In the orchard, my shadow flees before me, tree to tree. The shorn branches that usually whisper to one another, their lonely fingers reaching out for the comfort of touch, are caught in the silence. ‘Mary?’
She huddles in my coat against the drystone wall, facing out and away. I see her shoulders are shaking before I am within twenty feet of her. ‘Mary?’ She is carrying something, cradling it.
When she turns, I see it in her hands: the little corpse, a tattered bundle of dove grey and brown, as stiff as dried leather. Her hands, their palms laced with the faint mottled scars of so long ago, are red and sore with the cold.
I move closer. ‘What’s happened?’ I say, though I can see. She cannot get the words out. The cat was old, I tell myself. Sixteen years last winter. And slow, with blunted teeth, easy prey to a fox or badger.
‘He h-hardly went outside,’ she said, between halting breaths. ‘Then last night I couldn’t find him.’
I fumble for words. It has been so long since we were grieved. ‘Let me bury him,’ I say, finally.
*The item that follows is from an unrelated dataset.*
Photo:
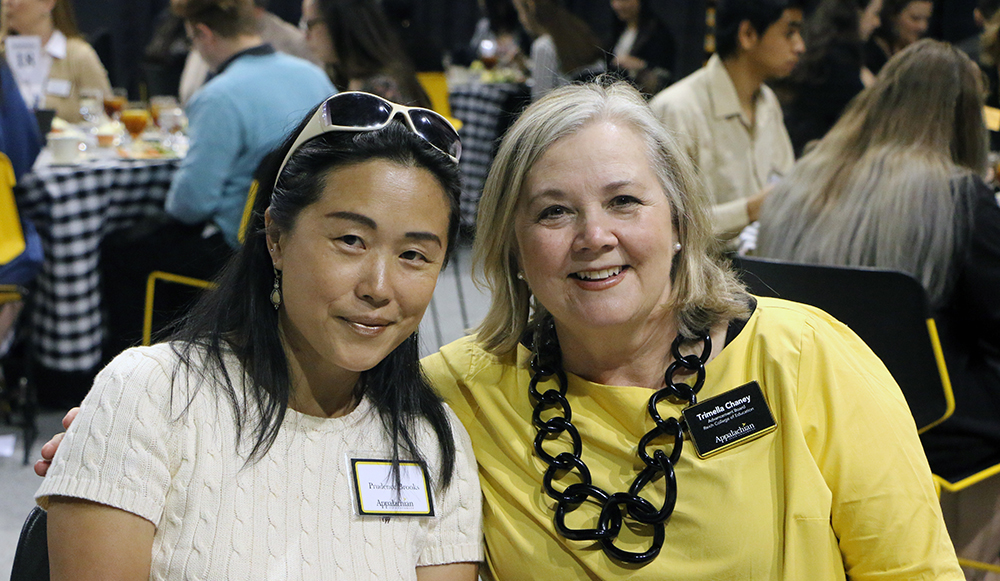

She shakes her head, wiping the stream from her nose. ‘The ground is too hard.’
‘I’ll manage.’
I take him from her hands. He is – was – an ancient, dringling thing, useless at ratting and not much better at controlling his bladder, and, like most good cats with adoring mistresses, he worshipped her, and reserved for me only a frosty disdain and an insolent swish of the tail.
I examine him all over as Mary watches, a strange, bright look in her eyes. He must have been out here all night. He is almost frozen solid, his grizzled fur beaded with snow. I run my hands through it, expecting torn flesh, broken bones, dried blood, but there is no mark anywhere. Death came quietly.
‘Old age,’ I say, cautiously. ‘And the cold. It is a natural end.’
Mary spits. ‘It’s been less than a day. It blights all it touches. And it has always targeted those I love. What happens when it turns on you?’
I lay him on the ground. She waits another moment for my answer, but then stalks back inside. I nearly go after her, but search out my spade instead.